H
Hung Lo
Guest
Jack Anderson
From Wikipedia, the free encyclopedia.
Jackson Northman Anderson (October 19, 1922–December 17, 2005) was a former American newspaper columnist and is considered one of the fathers of modern investigative journalism. Anderson won the 1972 Pulitzer Prize for National Reporting for his investigation on secret American policy decision-making between the United States and Pakistan during the 1971 Indo-Pakistan War of 1971.
Jack Anderson was a key and often controversial figure in reporting on J. Edgar Hoover's apparent ties to the Mafia, Watergate, the John F. Kennedy assassination, the search for fugitive ex-Nazi Germany officials in South America, and the Savings and Loan scandal. He discovered a CIA plot to assassinate Fidel Castro, and has also been credited for breaking the Iran-Contra affair, though he has said the scoop was spiked because he had become too close to President Ronald Reagan. Anderson was a crusader against corruption.
Anderson was diagnosed with Parkinson's disease in 1986. In July 2004, at the age of 81, Anderson retired from his syndicated column, "Washington Merry-Go-Round." He died of complications from Parkinson's disease, survived by his wife, Olivia, and nine children.
Early life and career
Anderson was born in Long Beach, California, to a Swedish-Danish Mormon family, and grew up in Salt Lake City, Utah.
He served two years as a missionary and began his writing career began at his local newspaper, The Murray Eagle. He joined The Salt Lake Tribune in 1940, where his muckraking exploits included infiltrating polygamous Mormon sects. He served in the U.S. armed forces during World War II in China, where he reportedly fought the Japanese alongside Chinese guerrillas and worked on the Shanghai edition of Stars and Stripes.
After a stint as a war correspondent during 1945, he was hired by Drew Pearson for the staff of his column, the "Merry-Go-Round," which Anderson took over after Pearson's death in 1969. In its heyday, Anderson's column was the most influential and widely read in the U.S.; published in nearly a thousand newspapers, he reached an audience of 40 million.
Muckraker emeritus
Anderson feuded with former FBI chief J. Edgar Hoover in the 1950s, when he exposed the scope of the Mafia, a threat that Hoover had long downplayed. Hoover's retaliation, and continual harassment, lasted into the 1970s.
Anderson grew close to Joseph McCarthy, and the two exchanged information from sources, but when Pearson went after McCarthy, Anderson reluctantly followed at first, then actively assisted with the eventual downfall of his one-time friend.
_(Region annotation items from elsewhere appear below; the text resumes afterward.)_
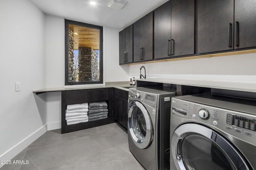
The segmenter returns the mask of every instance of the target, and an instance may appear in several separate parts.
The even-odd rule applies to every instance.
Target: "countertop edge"
[[[63,91],[67,90],[86,90],[86,89],[93,89],[97,88],[115,88],[127,91],[129,91],[129,89],[127,88],[133,87],[132,86],[129,86],[128,82],[106,82],[105,85],[102,86],[80,86],[76,87],[61,87],[61,88],[46,88],[38,90],[33,90],[33,93],[38,94],[40,93],[45,93],[46,92],[62,92]]]
[[[135,80],[136,81],[256,92],[256,83],[253,83],[158,78]]]

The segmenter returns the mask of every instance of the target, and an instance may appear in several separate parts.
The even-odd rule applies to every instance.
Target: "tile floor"
[[[12,160],[24,164],[1,170],[144,170],[129,150],[127,138],[116,123],[64,134],[48,131]]]

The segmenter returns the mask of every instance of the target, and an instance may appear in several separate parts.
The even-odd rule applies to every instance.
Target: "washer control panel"
[[[129,90],[128,99],[136,100],[150,107],[158,108],[159,101],[158,95],[138,90],[133,88],[130,88]]]

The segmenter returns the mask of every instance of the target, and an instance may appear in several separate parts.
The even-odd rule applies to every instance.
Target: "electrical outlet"
[[[15,83],[15,91],[18,92],[18,91],[20,91],[20,83]]]

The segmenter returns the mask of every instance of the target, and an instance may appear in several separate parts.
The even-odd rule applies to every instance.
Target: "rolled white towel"
[[[86,118],[88,118],[88,115],[81,115],[79,116],[70,116],[70,117],[66,117],[65,119],[66,119],[66,120],[67,120],[74,119]]]
[[[72,122],[73,121],[82,121],[84,120],[86,120],[88,119],[88,117],[86,118],[78,118],[78,119],[73,119],[67,120],[67,123]]]
[[[75,109],[74,110],[66,110],[66,113],[69,113],[77,112],[88,112],[88,111],[89,111],[89,109]]]
[[[67,110],[74,110],[75,109],[88,109],[88,104],[76,104],[67,105]]]
[[[67,125],[74,125],[75,124],[80,123],[83,123],[83,122],[87,122],[88,121],[89,121],[89,119],[86,119],[85,120],[77,121],[72,121],[71,122],[67,123]]]
[[[66,113],[66,117],[70,117],[70,116],[81,116],[87,115],[87,112],[78,112],[78,113]]]

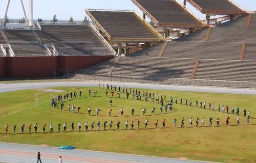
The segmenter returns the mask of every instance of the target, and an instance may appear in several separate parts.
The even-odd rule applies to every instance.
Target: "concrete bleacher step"
[[[164,43],[163,44],[163,46],[162,47],[162,48],[161,49],[161,50],[159,52],[159,54],[158,55],[158,58],[161,58],[162,57],[164,52],[164,50],[165,50],[165,48],[167,47],[167,45],[168,45],[168,42],[169,41],[165,41],[164,42]]]

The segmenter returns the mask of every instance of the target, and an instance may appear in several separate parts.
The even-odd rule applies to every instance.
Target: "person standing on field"
[[[40,163],[42,163],[42,161],[41,161],[41,155],[40,154],[40,152],[37,152],[37,163],[38,163],[38,161],[40,161]]]
[[[8,127],[9,127],[9,125],[8,124],[7,124],[5,127],[5,134],[7,134],[7,132],[8,132]]]
[[[162,122],[162,123],[163,124],[163,128],[164,127],[164,126],[165,126],[165,118],[164,118],[163,120],[163,121]]]
[[[59,156],[59,163],[63,163],[63,160],[62,160],[62,158],[61,158],[61,156]]]

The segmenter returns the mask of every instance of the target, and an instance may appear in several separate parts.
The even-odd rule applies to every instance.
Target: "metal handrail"
[[[4,44],[4,45],[7,45],[7,44]],[[4,48],[4,46],[3,46],[3,44],[1,44],[0,46],[1,47],[1,49],[3,51],[3,52],[4,53],[4,55],[5,55],[5,57],[7,56],[7,53],[6,53],[6,51],[5,51],[5,49]]]
[[[155,21],[156,24],[157,25],[158,25],[159,24],[159,22],[152,15],[151,15],[151,14],[150,14],[140,4],[138,3],[137,1],[135,0],[131,0],[132,2],[137,7],[141,10],[142,12],[145,12],[145,14],[147,16],[150,18],[150,19],[152,20],[153,21]]]
[[[152,31],[152,32],[153,32],[153,33],[157,35],[157,37],[158,38],[159,38],[159,39],[161,39],[161,40],[163,40],[163,37],[162,36],[162,35],[161,35],[158,32],[157,30],[156,30],[155,29],[154,29],[153,27],[152,27],[152,26],[151,26],[151,25],[148,23],[146,21],[145,21],[145,19],[144,19],[143,18],[141,18],[141,16],[140,16],[140,15],[139,14],[139,13],[138,13],[136,11],[135,11],[134,12],[134,13],[140,19],[140,20],[141,21],[142,21],[142,22],[143,23],[144,23],[145,24],[145,25],[148,26],[148,28],[150,28],[151,29],[151,30]]]
[[[94,30],[95,32],[96,32],[97,35],[100,37],[100,39],[103,42],[104,44],[107,46],[110,50],[113,52],[113,55],[115,55],[116,53],[116,51],[114,50],[114,49],[110,46],[110,45],[108,43],[108,42],[105,40],[104,37],[103,37],[102,35],[97,30],[95,27],[93,25],[93,24],[91,23],[91,27],[92,27],[92,29]]]
[[[40,24],[46,24],[46,25],[89,25],[90,22],[64,22],[64,21],[60,21],[60,22],[52,22],[52,21],[44,21],[44,22],[37,22],[39,25]]]
[[[99,26],[100,29],[102,31],[102,32],[106,35],[106,37],[109,38],[110,41],[111,41],[111,36],[110,34],[105,30],[105,29],[100,25],[100,24],[97,21],[97,20],[93,17],[93,16],[91,14],[88,9],[86,10],[86,13],[90,17],[90,18]]]
[[[177,0],[174,1],[174,2],[177,4],[180,5],[180,7],[183,8],[186,10],[186,11],[191,16],[195,17],[195,19],[197,19],[197,20],[201,24],[201,25],[205,25],[205,23],[204,21],[203,21],[199,17],[198,17],[197,15],[194,14],[193,12],[190,10],[188,8],[187,8],[185,6],[184,6],[183,4],[180,3],[179,2],[178,2]]]
[[[238,8],[239,9],[240,9],[240,10],[242,10],[242,11],[244,11],[244,12],[246,12],[246,10],[245,10],[245,9],[244,9],[242,7],[241,7],[241,6],[240,6],[239,5],[238,5],[237,3],[236,3],[234,1],[232,1],[232,0],[226,0],[226,1],[229,1],[229,2],[231,3],[233,5],[234,5],[234,6],[236,6],[236,7]]]
[[[42,31],[42,28],[41,27],[41,25],[40,25],[40,24],[38,23],[38,22],[36,22],[36,26],[37,26],[38,28],[40,29],[40,31]]]

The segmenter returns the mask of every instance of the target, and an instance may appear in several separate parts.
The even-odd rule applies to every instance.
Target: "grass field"
[[[207,160],[223,162],[255,162],[256,152],[255,147],[256,141],[255,132],[256,121],[253,118],[255,113],[255,95],[226,94],[199,92],[170,91],[156,90],[141,90],[145,92],[154,93],[155,96],[158,93],[166,96],[166,101],[169,101],[170,97],[175,97],[183,99],[183,104],[173,104],[172,112],[165,112],[164,107],[160,114],[160,105],[152,103],[149,99],[145,102],[142,97],[141,101],[133,100],[132,96],[127,99],[125,94],[121,94],[121,98],[117,98],[115,92],[114,98],[111,98],[110,91],[109,97],[105,94],[105,89],[97,87],[81,88],[52,88],[58,90],[63,90],[61,93],[53,92],[53,96],[65,92],[75,91],[78,93],[82,91],[82,97],[63,99],[64,108],[60,109],[59,103],[56,108],[50,105],[50,94],[45,93],[39,95],[38,100],[49,101],[41,105],[34,106],[36,102],[34,94],[44,92],[43,90],[28,90],[0,93],[0,124],[3,129],[0,132],[0,141],[33,145],[45,145],[49,146],[60,147],[71,145],[76,148],[107,152],[131,153],[156,156],[180,158],[184,157],[189,159]],[[88,90],[92,90],[92,96],[88,95]],[[97,96],[94,97],[93,92],[97,90]],[[122,90],[122,89],[121,89]],[[139,90],[139,89],[138,89]],[[189,101],[191,99],[192,106],[186,105],[185,99]],[[113,100],[112,116],[109,116],[108,110],[110,107],[110,100]],[[215,104],[215,111],[202,109],[195,107],[195,101],[206,101],[207,108],[209,102]],[[167,101],[164,102],[164,104]],[[189,102],[188,102],[188,104]],[[78,105],[81,108],[80,113],[74,113],[67,111],[69,104]],[[241,123],[237,125],[236,115],[219,113],[217,111],[218,104],[229,106],[229,112],[233,105],[236,110],[240,108]],[[87,109],[92,108],[91,115],[88,115]],[[96,115],[96,109],[101,109],[99,115]],[[151,108],[156,107],[155,113],[151,114]],[[120,115],[120,109],[122,107],[124,115]],[[132,108],[135,110],[134,116],[131,115]],[[142,108],[146,108],[145,115],[143,115]],[[243,110],[246,108],[251,112],[251,118],[249,125],[246,124],[246,118],[243,116]],[[229,124],[226,125],[225,119],[227,116],[230,117]],[[213,117],[213,125],[209,126],[209,118]],[[200,118],[199,127],[195,126],[195,120],[198,117]],[[220,125],[216,126],[216,119],[220,118]],[[180,127],[182,118],[185,119],[184,127]],[[205,118],[204,127],[201,126],[202,118]],[[193,125],[189,126],[189,119],[193,118]],[[162,127],[162,121],[165,118],[166,125]],[[173,120],[177,119],[177,127],[174,127]],[[148,125],[145,129],[144,123],[146,119],[148,120]],[[140,129],[137,129],[137,121],[141,121]],[[158,127],[156,128],[155,122],[158,119]],[[113,126],[109,130],[109,123],[113,121]],[[117,130],[116,123],[121,121],[120,129]],[[125,122],[129,121],[129,129],[125,130]],[[131,122],[134,121],[135,127],[131,128]],[[84,125],[86,121],[89,122],[89,130],[84,130]],[[96,123],[101,122],[100,130],[97,130]],[[103,130],[103,122],[108,121],[106,129]],[[82,129],[78,131],[78,123],[83,123]],[[90,126],[92,122],[95,124],[93,130]],[[64,122],[67,123],[67,131],[62,132]],[[75,122],[75,131],[71,131],[71,125]],[[38,123],[38,133],[33,132],[33,126],[35,122]],[[25,133],[20,133],[20,127],[24,123]],[[46,132],[42,132],[42,126],[47,123]],[[50,124],[53,123],[54,133],[50,133]],[[61,132],[57,132],[57,124],[60,123]],[[4,127],[9,125],[9,133],[5,134]],[[28,132],[28,126],[32,124],[32,130]],[[13,127],[17,124],[16,133],[13,134]]]

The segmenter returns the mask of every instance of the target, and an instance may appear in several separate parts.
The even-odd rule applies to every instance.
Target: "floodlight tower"
[[[4,26],[5,25],[5,21],[6,19],[6,16],[7,15],[7,13],[8,12],[9,6],[10,5],[10,2],[11,0],[8,0],[7,2],[7,5],[6,6],[6,9],[5,10],[5,16],[4,16],[4,19],[3,20],[3,23],[2,25]],[[29,23],[28,22],[28,19],[27,18],[27,14],[26,14],[25,8],[24,8],[24,5],[23,4],[23,1],[20,0],[20,3],[22,3],[22,9],[23,10],[23,13],[24,14],[24,18],[26,21],[26,25],[27,26],[33,26],[33,0],[29,0]]]

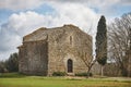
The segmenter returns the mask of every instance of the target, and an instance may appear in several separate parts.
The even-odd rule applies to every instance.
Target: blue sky
[[[22,37],[39,27],[74,24],[95,37],[100,15],[108,24],[128,12],[131,0],[0,0],[0,60],[17,52]]]

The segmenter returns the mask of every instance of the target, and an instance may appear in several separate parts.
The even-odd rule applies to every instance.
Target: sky
[[[0,0],[0,60],[17,52],[23,36],[39,27],[73,24],[95,38],[100,15],[109,24],[129,12],[131,0]]]

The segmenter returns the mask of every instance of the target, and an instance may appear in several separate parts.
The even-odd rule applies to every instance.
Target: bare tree
[[[108,26],[108,45],[111,61],[116,62],[122,76],[128,76],[131,72],[131,13],[124,14],[121,18],[116,18]]]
In the mid-1960s, Anderson exposed the corruption of Senator Thomas Dodd, which could well have earned him a Pulitzer, as could his finding of a memo by an ITT executive admitting the company paid off Richard Nixon's campaign to stymie anti-trust prosecution.
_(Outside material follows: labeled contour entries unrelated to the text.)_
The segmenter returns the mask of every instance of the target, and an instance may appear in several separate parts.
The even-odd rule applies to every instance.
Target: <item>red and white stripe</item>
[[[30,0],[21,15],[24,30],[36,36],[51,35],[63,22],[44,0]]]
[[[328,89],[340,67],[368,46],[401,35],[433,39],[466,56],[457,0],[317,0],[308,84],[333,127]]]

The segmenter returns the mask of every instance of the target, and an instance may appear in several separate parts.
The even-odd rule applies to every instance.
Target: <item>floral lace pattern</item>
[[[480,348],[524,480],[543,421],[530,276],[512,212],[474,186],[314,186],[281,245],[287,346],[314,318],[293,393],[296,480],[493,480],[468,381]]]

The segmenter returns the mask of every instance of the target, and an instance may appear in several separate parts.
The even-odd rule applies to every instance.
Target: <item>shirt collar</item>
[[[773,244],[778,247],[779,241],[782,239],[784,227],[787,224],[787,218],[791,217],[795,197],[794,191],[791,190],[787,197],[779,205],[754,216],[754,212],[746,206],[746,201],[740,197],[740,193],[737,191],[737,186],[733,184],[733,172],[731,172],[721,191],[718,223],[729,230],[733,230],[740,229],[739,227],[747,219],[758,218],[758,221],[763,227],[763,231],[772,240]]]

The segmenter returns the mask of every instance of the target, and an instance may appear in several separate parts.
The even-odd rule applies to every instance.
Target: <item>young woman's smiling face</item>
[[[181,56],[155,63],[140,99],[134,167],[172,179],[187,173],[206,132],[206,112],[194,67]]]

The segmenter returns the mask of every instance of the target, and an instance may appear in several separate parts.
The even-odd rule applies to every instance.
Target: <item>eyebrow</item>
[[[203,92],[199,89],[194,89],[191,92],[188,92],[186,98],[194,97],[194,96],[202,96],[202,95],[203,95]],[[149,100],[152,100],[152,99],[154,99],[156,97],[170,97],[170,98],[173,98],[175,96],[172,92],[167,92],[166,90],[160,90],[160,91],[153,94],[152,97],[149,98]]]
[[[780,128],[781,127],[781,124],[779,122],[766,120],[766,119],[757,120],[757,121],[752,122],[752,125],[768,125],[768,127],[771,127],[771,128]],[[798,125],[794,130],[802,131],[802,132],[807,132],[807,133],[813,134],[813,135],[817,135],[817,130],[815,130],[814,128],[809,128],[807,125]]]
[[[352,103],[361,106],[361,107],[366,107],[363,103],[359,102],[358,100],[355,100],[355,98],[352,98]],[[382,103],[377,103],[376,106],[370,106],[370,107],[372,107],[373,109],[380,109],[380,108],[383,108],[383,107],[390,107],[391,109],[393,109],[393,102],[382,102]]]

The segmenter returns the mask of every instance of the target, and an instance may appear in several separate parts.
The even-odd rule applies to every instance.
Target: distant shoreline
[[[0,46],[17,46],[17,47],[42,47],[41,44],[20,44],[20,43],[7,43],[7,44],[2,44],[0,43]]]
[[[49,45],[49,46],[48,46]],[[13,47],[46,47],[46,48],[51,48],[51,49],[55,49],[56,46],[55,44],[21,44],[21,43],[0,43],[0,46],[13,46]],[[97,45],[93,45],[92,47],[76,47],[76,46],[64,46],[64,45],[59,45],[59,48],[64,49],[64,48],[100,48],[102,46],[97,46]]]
Anderson collaborated with Pearson on "The Case Against Congress," published in 1969.
In 1972, in an overlooked nadir of American political history, Anderson was the target of a Mafia-style hit ordered in the White House. Two Nixon administration conspirators admitted under oath they plotted to poison Anderson on orders from a top aide to the President. White House "plumbers" G. Gordon Liddy and E. Howard Hunt met with a CIA operative to discuss the possibilities, including drugging Anderson with LSD, poisoning his aspirin bottle, or staging a fatal mugging. The conspirators were never ordered to proceed, and the plot aborted, when the plotters were arrested as a result of the Watergate break-in. Nixon had long been angry with Anderson, blaming the columnist for his loss of the 1960 presidential election, because of an election-eve story about a secret loan from Howard Hughes to Nixon's brother.
Anderson's unorthodox methods of obtaining news stories were influenced by his Mormon faith, viewing investigative reporting as a noble calling from God.
Among Anderson's "legmen" — reporters who actually went out into the field and gathered the information, forwarding it on to writers such as Anderson — was Brit Hume, later a reporter for ABC News and Washington managing editor for Fox News Channel.
Noteable Quotes
"The incestuous relationship between government and big business thrives in the dark."[1] Jack Anderson
"I don't like to hurt people, I really don't like it at all. But in order to get a red light at the intersection, you sometimes have to have an accident." [2] Jack Anderson, 1972
Books
The Anderson Tapes, (about the activities of Richard Nixon and J. Edgar Hoover), 1973
The Case against Congress (with Drew Pearson), 1969
Confessions of a Muckraker (memoir), 1979
Peace, War and Politics: An Eyewitness Account (autobiography), 1999
From Wikipedia, the free encyclopedia.
Jackson Northman Anderson (October 19, 1922–December 17, 2005) was a former American newspaper columnist and is considered one of the fathers of modern investigative journalism. Anderson won the 1972 Pulitzer Prize for National Reporting for his investigation on secret American policy decision-making between the United States and Pakistan during the 1971 Indo-Pakistan War of 1971.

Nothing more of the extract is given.